Books for very young children impart the comforting lesson that the world is full of friends, in particular inanimate friends. The clock thinks as you think, only more reliably; it will never miss an hour. It holds order, and therefore safety, pleasure, peace. Kant’s discussion of aesthetics in the Critique of Judgment is largely based on the observation that “the discovered unifiability of two or more empirically heterogeneous laws of nature under a principle that comprehends them both is a ground of very noticeable pleasure.” I like this because it lets you bridge science and art, and because it can account for why, when I was learning to read, my favorite book apparently consisted almost entirely of photographs of a clock face in different positions. The rage for order.
1981: Green Eggs and Ham, Dr. Seuss.
The rhymes were strange enough; but what was really mysterious was the ham itself. I don’t think I had ever seen a large hock of ham such as the drawing was supposed to represent, certainly not a green one, and the weird way that the plate of food remained constant, appearing on each page amid the successive scenes of chaos, seemed to point to something that I was too young to understand. The ostensible moral about not being a picky eater went right over my head. My insistence on finishing an umpteenth rereading delayed the trip to the hospital for my sister’s birth, with near-dire consequences.

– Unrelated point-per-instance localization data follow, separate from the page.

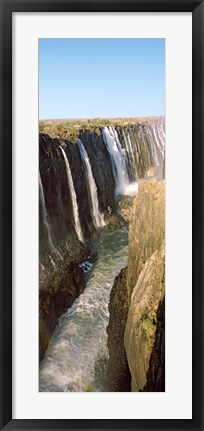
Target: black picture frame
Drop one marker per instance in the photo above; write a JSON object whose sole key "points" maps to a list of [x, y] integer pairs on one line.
{"points": [[7, 8]]}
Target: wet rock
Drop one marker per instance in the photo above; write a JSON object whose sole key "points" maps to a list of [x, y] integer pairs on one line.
{"points": [[140, 330], [118, 376], [136, 328]]}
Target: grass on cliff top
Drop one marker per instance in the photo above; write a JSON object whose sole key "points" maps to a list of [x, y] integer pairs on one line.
{"points": [[69, 128]]}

1982: Comparisons, author unknown.
I have no clue how to search Amazon or Google for a title like this without getting several thousand results. In a lot of ways it was The Clock writ large: numerical measurements of various quantities in the natural world, with lots of helpful illustrations of scale. The size of a paramecium was compared to the size of a mite, a human, a blue whale, a dinosaur; the Fahrenheit scale was plotted against not only Celsius and Kelvin, but also the exotic Réaumur and Rankine, which didn’t seem to exist outside the pages of that book. It was always the tangential that was most fascinating. A table of metric system prefixes began with the mysterious peta- and ended in the enigmatic atto-; lists of Jupiter’s and Saturn’s moons trailed off into lumps of rock with only numbers for names. I would have lived on them if I could.